Furthermore, although not the current policy, some members of the Peruvian government, with the support of a few anthropologists, are pushing for “planned” contact of isolated people, the rationale being that if things remain the same, tribal groups could be wiped out through violence and disease. Planned contact would involve anthropologists and a physician going into uncontacted communities and inoculating their people against some infectious diseases. This goes against the will of the people and holds no promise that a better or healthy life awaits them through contact. It also removes the impetus for keeping their land fully protected, and it takes us right back to a belief that the dominant culture knows what is best for Indigenous people. International law guarantees these isolated peoples the right to ownership of their lands.
I believe the only ethical position with contact is to allow the uncontacted to make the decision. I would also argue that these decisions go beyond the governments of Brazil and Peru, as this represents a much larger question of human rights.
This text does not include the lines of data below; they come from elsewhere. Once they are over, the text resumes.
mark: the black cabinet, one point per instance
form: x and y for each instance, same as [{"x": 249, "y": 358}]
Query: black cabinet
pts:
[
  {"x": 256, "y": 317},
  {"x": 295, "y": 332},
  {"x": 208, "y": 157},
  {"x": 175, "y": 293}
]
This very question emerges as many western countries are re-examining just how brutal and destructive dominant cultures have been to Indigenous peoples and how, if even possible, this can be redressed. In the case of North America at the time of European contact, Indigenous groups either retreated or died. The uncontacted are people who, unknowingly, live beyond the parameters of the 21st century. Common statements like “we are all interconnected as never before” have a very different meaning considering their extreme isolation; they are the handful of people beyond the reach of globalization and integration.
Their story is essentially a modern day reflection of all of our stories – this is how we all lived and survived before we dominated the world. What are the responsibilities of the state to people who do know that the state exists? The independence of these groups from the larger world challenges our ideas of how we see ourselves on levels we don't fully understand.
Although I have never sought them out, I have travelled extensively in regions where the uncontacted or neolithic tribes of this world exist. Several years ago, I saw three women from an uncontacted Indigenous group in the western Amazon who were mysteriously marooned on a small outcropping of land between two rivers, living in cocoon-like baskets and consuming river turtles.
A few decades back, I stayed in a remote village far into the forest of the southern highlands of Papua New Guinea. Men hunted, women gathered, there was no western clothing, and stone axes were in use. Despite my best intentions, taboos were broken by me. I learned quickly the depth and power of culture helping to inform my work for years to come. While travelling in the Andaman islands of India on a military convoy and crossing a protected Indigenous region, we came across an armed group of the Jarwa people who had set up an angry road block disputing incursions into their territory. I saw first-hand the incredible power difference between the Indian military and a group of people with spears and body paint struggling to curtail a culture and people overwhelming them.
Many Indigenous peoples throughout the world are protecting some of the most biodiverse regions on Earth and in turn creating an important counterpoint to climate change. With western cultures' long and tragic history with Indigenous contact, the decisions made about the uncontacted may well be our last chance to deeply consider the ethics of what we are doing and have done.